I have tended to use Craigavon and Portadown interchangeably so I should explain why. Craigavon was a development conceived in the sixties to join the communities of Portadown and Lurgan, thus creating Northern Ireland's second largest city. They got as far as making a lot of roundabouts on the road connecting Portadown and Lurgan, a hospital, a shopping centre, and a massive residential area. Not forgetting, of course, the obligatory dry ski slope, man made lakes with watersports centre, and golf course. Then, surprisingly, they discovered they were penniless. At about the same time they remembered that people from Portadown didn't like Lurgan folk much, and neither party was warming to the idea they might be co-habiting the same city quite soon.
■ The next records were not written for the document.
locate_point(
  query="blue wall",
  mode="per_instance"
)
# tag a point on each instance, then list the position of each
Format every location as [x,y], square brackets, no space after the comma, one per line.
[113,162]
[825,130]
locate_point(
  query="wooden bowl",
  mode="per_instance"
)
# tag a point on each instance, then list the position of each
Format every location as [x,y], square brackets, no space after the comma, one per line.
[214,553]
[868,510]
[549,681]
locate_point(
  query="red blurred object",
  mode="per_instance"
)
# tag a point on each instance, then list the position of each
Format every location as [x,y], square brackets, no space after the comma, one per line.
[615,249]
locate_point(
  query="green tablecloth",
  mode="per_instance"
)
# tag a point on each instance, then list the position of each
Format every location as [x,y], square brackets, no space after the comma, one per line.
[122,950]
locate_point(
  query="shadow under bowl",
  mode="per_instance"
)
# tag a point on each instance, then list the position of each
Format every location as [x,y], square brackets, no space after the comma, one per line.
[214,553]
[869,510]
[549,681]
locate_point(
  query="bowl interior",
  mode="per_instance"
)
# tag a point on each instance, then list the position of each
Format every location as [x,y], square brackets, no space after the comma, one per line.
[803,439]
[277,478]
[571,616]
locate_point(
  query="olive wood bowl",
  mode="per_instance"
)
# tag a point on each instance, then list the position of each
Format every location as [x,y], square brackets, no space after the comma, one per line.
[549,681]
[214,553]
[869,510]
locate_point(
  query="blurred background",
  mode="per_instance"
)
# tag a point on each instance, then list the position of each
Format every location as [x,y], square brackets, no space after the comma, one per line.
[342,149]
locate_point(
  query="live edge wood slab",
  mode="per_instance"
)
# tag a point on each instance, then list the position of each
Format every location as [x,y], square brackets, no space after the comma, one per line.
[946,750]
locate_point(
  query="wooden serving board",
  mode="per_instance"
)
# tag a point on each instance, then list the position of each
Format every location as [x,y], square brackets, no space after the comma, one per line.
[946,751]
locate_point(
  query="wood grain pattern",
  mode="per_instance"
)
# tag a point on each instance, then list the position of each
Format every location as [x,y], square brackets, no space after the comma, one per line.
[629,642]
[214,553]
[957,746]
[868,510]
They gave up, wrote the whole thing off as a bad job and called it Craigavon. But don't get me wrong, it's a nice place. My home, thank you very much.
 

Craigavon Area Hospital, Portadown |
Oxford on the other hand, you know already: old university, Inspector Morse, and many, many tourists. There are three main hospitals which between them offer a full range of services - the old Radcliffe Infirmary in the city centre, and the Churchill and John Radcliffe hospitals in the outskirts. The only casualty department is situated in the John Radcliffe, but it is home to over half of the dedicated trauma surgeons in the country. It is unique in that the unit is manned 24 hours per day by a resident consultant traumatologist in addition to the casualty medical staff. Consequently, it is an extremely busy department, which, as a level 1 trauma centre can't ever close its doors. Thus at times patients can line the corridors and wait obscene lengths of time to be seen. Craigavon, however, is steady rather than busy, with an average wait well under an hour. This allows a more relaxed atmosphere, resulting in high morale, excellent informal teaching and "a bit of craic" in the department.
The difference between Oxford and Portadown is stark and I believe splitting my attachment between the two has given me a unique opportunity to compare the practice of acute medicine in vastly different settings within the NHS.